Welcome and congrats on your new boat. 

These guys have some ignition switches listed: https://greatlakesskipper.com/categ...-parts-and-accessories-ignition-switches.html

I'm sure you could go by your local dealer and pick one up also.

Hope this helps some.

-Eric


----------



## Vermonster (Jun 14, 2012)

If you go with carpet - I'd use Henry's 263 for the adhesive. It's waterproof - most others just absorb and then dry out. It may be tough to find, but if you call the company - they can put you in touch with a dealer/store.


----------



## traybore (Jun 14, 2012)

Thanks for all the input guys. Spent the evening ripping out the rest of the wood. Down to bare metal now. Wash will be tomorrow. I don't want to use carpet, but wasn't aware of a good alternative, so thanks for that.

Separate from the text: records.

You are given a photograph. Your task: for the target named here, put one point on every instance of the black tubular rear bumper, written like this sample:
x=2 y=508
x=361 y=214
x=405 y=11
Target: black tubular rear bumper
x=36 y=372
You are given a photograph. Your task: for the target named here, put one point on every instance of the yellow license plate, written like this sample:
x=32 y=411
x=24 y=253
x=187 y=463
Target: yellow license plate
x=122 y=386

I don't think I'm going to do anything on the inside of the sides(if that makes sense). I don't see any reason why that needs to be covered. What do ya'll think? And just out of curiosity... Do I need to use rivets for the decking? Whats wrong with some self tapping stainless screws? Thanks again for all the input.


----------



## DaveInGA (Jun 15, 2012)

traybore said:


> Thanks for all the input guys. Spent the evening ripping out the rest of the wood. Down to bare metal now. Wash will be tomorrow. I don't want to use carpet, but wasn't aware of a good alternative, so thanks for that. I don't think I'm going to do anything on the inside of the sides(if that makes sense). I don't see any reason why that needs to be covered. What do ya'll think? And just out of curiosity... Do I need to use rivets for the decking? Whats wrong with some self tapping stainless screws? Thanks again for all the input.

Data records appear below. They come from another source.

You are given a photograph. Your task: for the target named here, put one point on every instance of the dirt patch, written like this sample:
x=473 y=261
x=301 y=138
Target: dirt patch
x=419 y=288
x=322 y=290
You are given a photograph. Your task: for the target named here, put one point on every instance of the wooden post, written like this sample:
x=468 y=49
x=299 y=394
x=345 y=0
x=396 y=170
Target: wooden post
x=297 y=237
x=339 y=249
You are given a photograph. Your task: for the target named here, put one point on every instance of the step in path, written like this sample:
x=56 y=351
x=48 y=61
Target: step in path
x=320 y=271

Not sure what you mean by inside of the sides, but I replace my rotted Tracker wood decks with aluminum, a truly permanent fix. If you decide to go wood, coating it and using the roll on coatings instead of carpet is the way to go to increase longevity. Adding the cost to the water protective coatings increases the wood cost a good bit, making the more permanent aluminum more attractive.

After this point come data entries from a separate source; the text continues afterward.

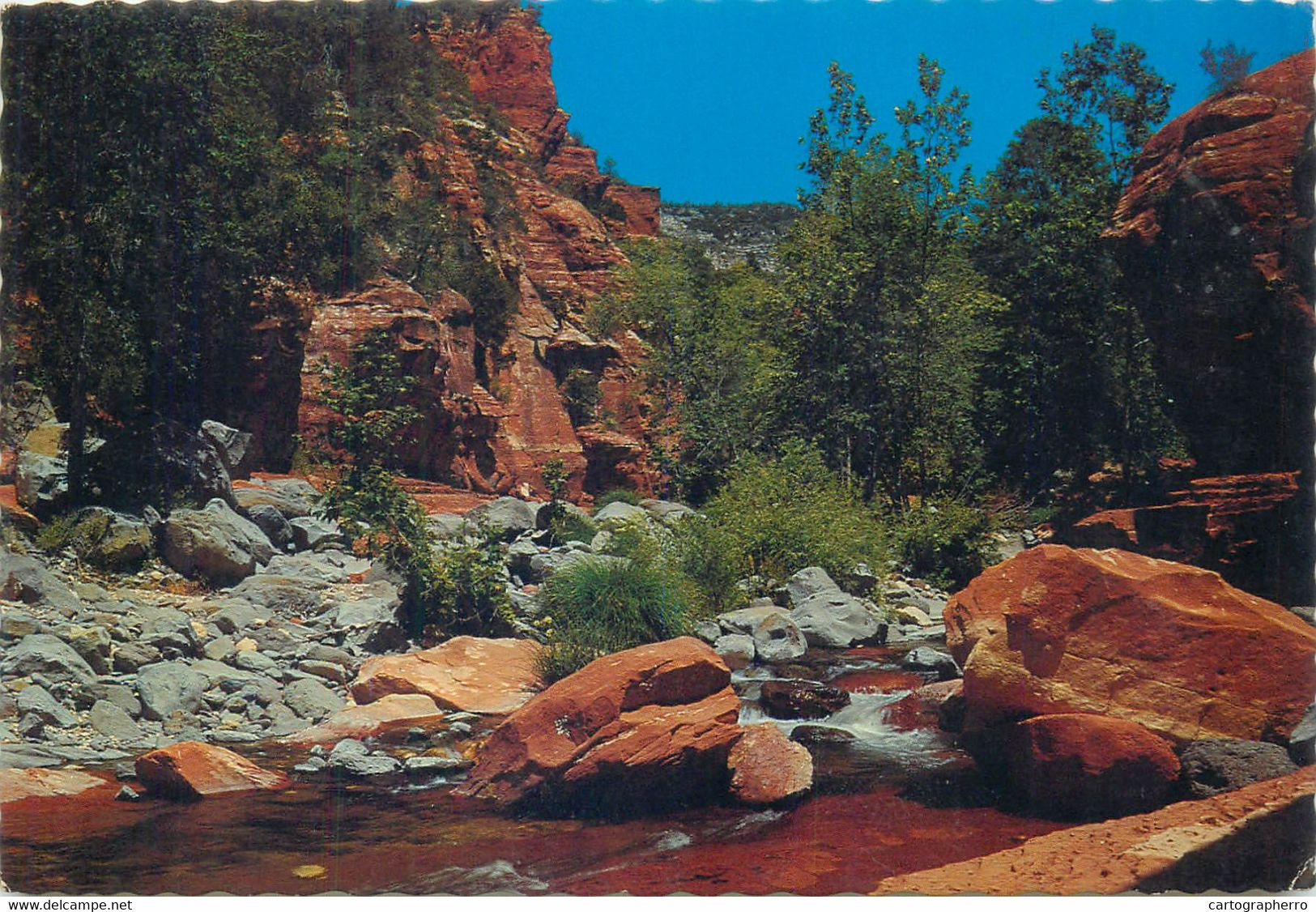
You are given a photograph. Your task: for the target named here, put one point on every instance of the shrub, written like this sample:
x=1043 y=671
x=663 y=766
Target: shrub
x=600 y=606
x=616 y=496
x=794 y=512
x=945 y=543
x=713 y=560
x=58 y=533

About the aluminum rivets: You don't have to use them, but they're much less expensive than stainless steel screws and are easy to remove and replace if in the future you need to get below your deck to do a leak/damage repair. Just drill out with the same size drill as the hole they're in. Here's a link to a reasonably priced online source: 

https://www.rivetsonline.com/rivets-en/blind-rivets-en/closed-end-blind-rivets.html

The self tapping stainless screws will work okay, but are expensive and can be tough to get out once they've been in there a while. The metal interaction tends to corrode them in place and they tend to break when you try to get them out. Nasty business drilling out a broken screw. Way more work than I'd want to do.


----------



## traybore (Jun 16, 2012)

So I got a new key. Took the ignition switch up to Cabela's thinking they might have a replacement switch. Told the guy in the service department I had lost the key, he went and grabbed a box of different keys and after trying about 15, had the right key. Cost me 2.99 as opposed to 49.99 for the new switch(which they also had in stock). Apparently the keys are fairly generic. Also got all the new foam cut and fitted today. Picked up some Tuff Coat for the decks(kinda pricey if you ask me, but I dont like carpet) as well as the new plywood. Should be done soon and ready for the water.


----------



## nimmor (Jun 17, 2012)

I just recently redone my Tracker. I started out with the main floor with 1/2 plywood. after putting it down before I did anything else I got in it and walked around and it was very spongy. I didn't like it so I ripped it out and used 3/4. Luckly I checked it at this point instead at the end, this point I only lost 1 sheet of plywood. So long story short go with 3/4 plywood. Now if you can afford aluminium sheets I think that would be better.


----------



## traybore (Jun 17, 2012)

Yeah, I went ahead and went with the 3/4 covered with Tuff Coat. Ill post pics once the floor is back in. Still have some pieces to paint, and the rest are drying. But I think Im on track for the first trip out on the 22nd. If you can believe it the existing(destroyed floor) was 1/4in on the main deck and carpeted on both sides, it must have been re-decked by somebody in the past. I cant see it coming from the factory like that. Made it easy to pull out though, like a big carpet bag full of sawdust.


----------